Nel nostro Paese stanno tuttavia succedendo altre cose che mi paiono rilevanti, permettimi di segnalarle anche se mi riguardano. Da pochi mesi con l’associazione Illuminismo Psichedelico abbiamo avviato il primo programma di formazione completamente dedicato alle terapie psichedeliche. Il progetto si chiama Illuminismo Psichedelico Academy, ed è una vera e propria “scuola”, tramite la quale qualche mese fa abbiamo lanciato il primo corso in terapie assistite con psichedelici mai proposto nel nostro Paese. Rivolto a medici e psicologi il percorso formativo è validato dagli ECM, i crediti formativi per l’aggiornamento continuo delle professioni sanitarie (per capirci, è un corso con una ufficiale validazione ministeriale). Proprio all’inizio di aprile, sempre tramite Illuminismo Psichedelico Academy, abbiamo lanciato un secondo corso, che partirà a giugno, questa volta dedicato all’integrazione psichedelica. Anche questo secondo percorso formativo è destinato a medici e psicologi, e anche in questo caso è validato dagli ECM. Credo sia interessante anche perché l’integrazione è in effetti a oggi il solo intervento che gli psicologi sono autorizzati a compiere (per quanto riguarda gli psichiatri, loro oltre a questo possono prescrivere l’esketamina). Sebbene il consumo di queste sostanze sia illegale, c’è infatti chi le usa, e in alcuni casi ha bisogno di aiuto. Tale aiuto non solo può essere fornito legalmente da psicologi o psichiatri, ma è anche un campo in cui esiste una domanda crescente e nel quale la formazione è al momento nel nostro Paese sostanzialmente assente.

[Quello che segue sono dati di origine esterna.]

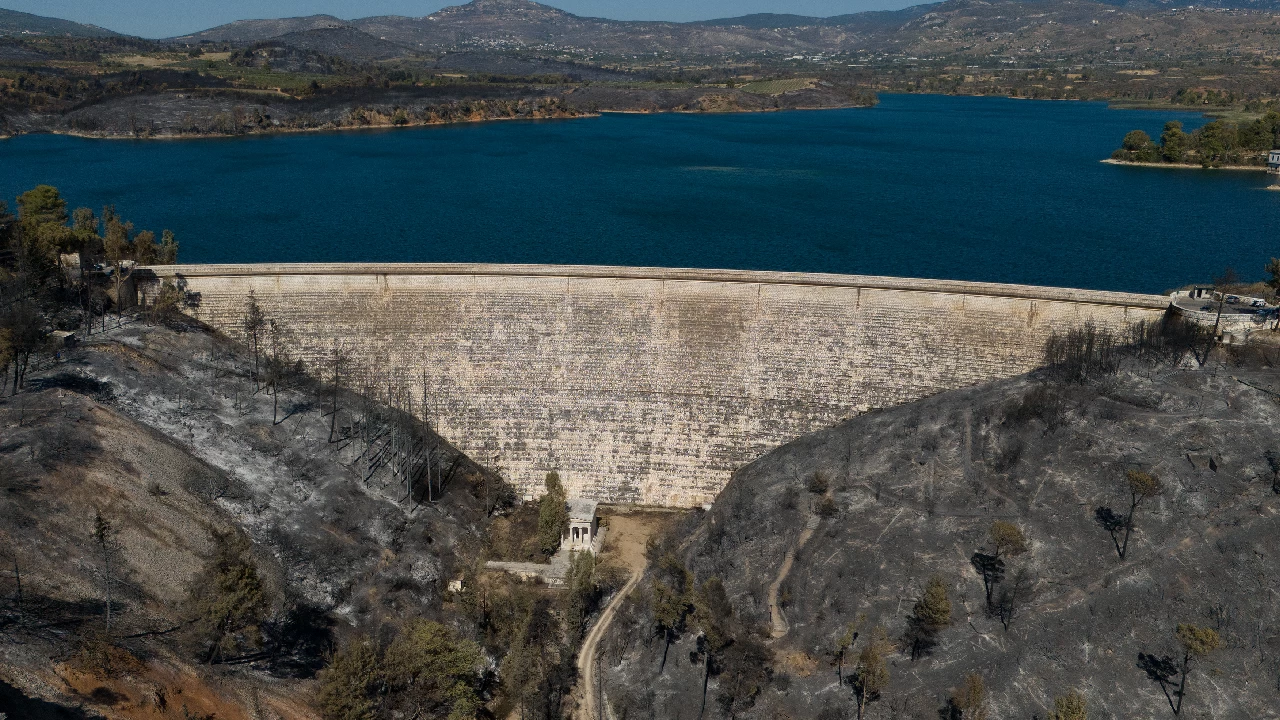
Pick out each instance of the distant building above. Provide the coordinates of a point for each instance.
(584, 527)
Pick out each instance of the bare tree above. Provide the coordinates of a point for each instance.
(1142, 486)
(254, 322)
(104, 536)
(338, 360)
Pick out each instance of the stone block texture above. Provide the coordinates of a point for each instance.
(648, 384)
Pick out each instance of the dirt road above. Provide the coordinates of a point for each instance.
(624, 545)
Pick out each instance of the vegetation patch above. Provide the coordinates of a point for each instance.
(778, 86)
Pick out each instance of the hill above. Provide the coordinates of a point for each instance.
(1029, 28)
(342, 41)
(255, 31)
(13, 22)
(848, 525)
(160, 434)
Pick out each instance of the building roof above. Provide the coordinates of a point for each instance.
(581, 510)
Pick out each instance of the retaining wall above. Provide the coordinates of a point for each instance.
(649, 384)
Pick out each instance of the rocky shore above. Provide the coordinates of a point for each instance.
(222, 113)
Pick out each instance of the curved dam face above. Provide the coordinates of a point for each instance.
(648, 384)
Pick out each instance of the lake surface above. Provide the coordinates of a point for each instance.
(977, 188)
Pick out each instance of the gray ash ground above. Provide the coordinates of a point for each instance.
(917, 488)
(161, 432)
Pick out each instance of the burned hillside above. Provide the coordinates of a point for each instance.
(149, 465)
(965, 555)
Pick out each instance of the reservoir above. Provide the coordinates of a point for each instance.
(977, 188)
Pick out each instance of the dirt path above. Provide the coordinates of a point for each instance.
(777, 620)
(624, 545)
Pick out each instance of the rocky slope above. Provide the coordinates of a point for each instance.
(1040, 28)
(163, 434)
(913, 493)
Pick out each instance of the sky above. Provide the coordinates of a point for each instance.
(169, 18)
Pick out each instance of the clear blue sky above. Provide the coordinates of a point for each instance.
(168, 18)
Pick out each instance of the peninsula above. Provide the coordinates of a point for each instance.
(506, 59)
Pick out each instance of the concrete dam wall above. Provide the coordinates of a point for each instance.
(647, 384)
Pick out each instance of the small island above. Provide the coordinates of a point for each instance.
(1220, 144)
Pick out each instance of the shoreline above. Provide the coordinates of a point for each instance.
(584, 114)
(289, 131)
(1182, 165)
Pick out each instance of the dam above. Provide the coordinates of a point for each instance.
(645, 384)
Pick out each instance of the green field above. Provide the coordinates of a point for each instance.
(778, 86)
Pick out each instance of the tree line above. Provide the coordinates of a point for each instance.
(64, 270)
(1219, 142)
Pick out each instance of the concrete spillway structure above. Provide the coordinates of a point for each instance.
(649, 384)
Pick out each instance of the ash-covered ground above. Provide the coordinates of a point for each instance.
(915, 491)
(164, 434)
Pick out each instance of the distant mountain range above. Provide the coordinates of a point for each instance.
(13, 22)
(1130, 30)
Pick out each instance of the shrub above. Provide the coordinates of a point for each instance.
(552, 515)
(227, 601)
(827, 507)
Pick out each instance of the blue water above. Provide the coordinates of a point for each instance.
(924, 186)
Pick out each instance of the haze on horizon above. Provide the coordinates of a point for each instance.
(164, 18)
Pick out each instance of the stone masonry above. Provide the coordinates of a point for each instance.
(649, 384)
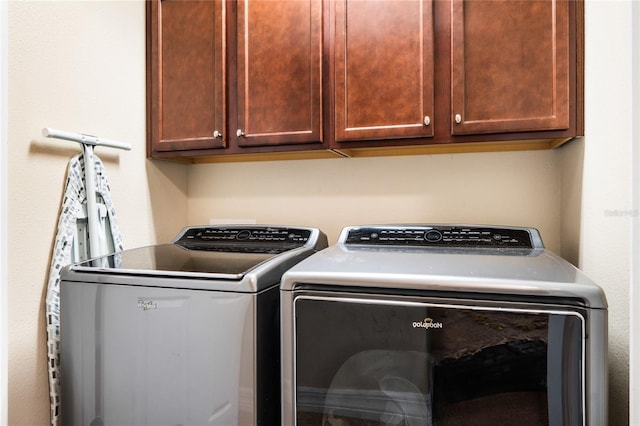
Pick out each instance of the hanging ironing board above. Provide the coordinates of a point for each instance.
(87, 228)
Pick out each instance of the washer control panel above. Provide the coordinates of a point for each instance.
(443, 236)
(240, 239)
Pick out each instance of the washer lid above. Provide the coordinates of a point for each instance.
(214, 252)
(175, 260)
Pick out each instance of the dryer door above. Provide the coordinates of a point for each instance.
(373, 361)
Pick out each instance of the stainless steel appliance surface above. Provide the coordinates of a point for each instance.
(184, 333)
(442, 325)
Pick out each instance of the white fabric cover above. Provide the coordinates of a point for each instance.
(72, 211)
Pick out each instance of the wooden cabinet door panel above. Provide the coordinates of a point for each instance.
(383, 71)
(279, 72)
(510, 66)
(187, 76)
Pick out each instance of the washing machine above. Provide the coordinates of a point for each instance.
(442, 325)
(183, 333)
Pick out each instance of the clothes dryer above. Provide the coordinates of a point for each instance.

Gli psichedelici possono indurre stati di profonda rivelazione e neuroplasticità. Tuttavia, senza uno sforzo consapevole e un supporto clinico per ancorare le intuizioni emerse durante un’esperienza in stato espanso nella vita quotidiana, i benefici svaniscono rapidamente. L’esito di un’esperienza psichedelica non dipende mai solo dalla molecola. Gli psichedelici agiscono come “amplificatori aspecifici”, secondo una definizione dello psichiatra Stanislav Grof, lavorando grazie ai tre elementi di cui parlavamo prima: la sostanza; il set e il setting. Un’esperienza potente, se non integrata, può generare meccanismi di difesa disfunzionali.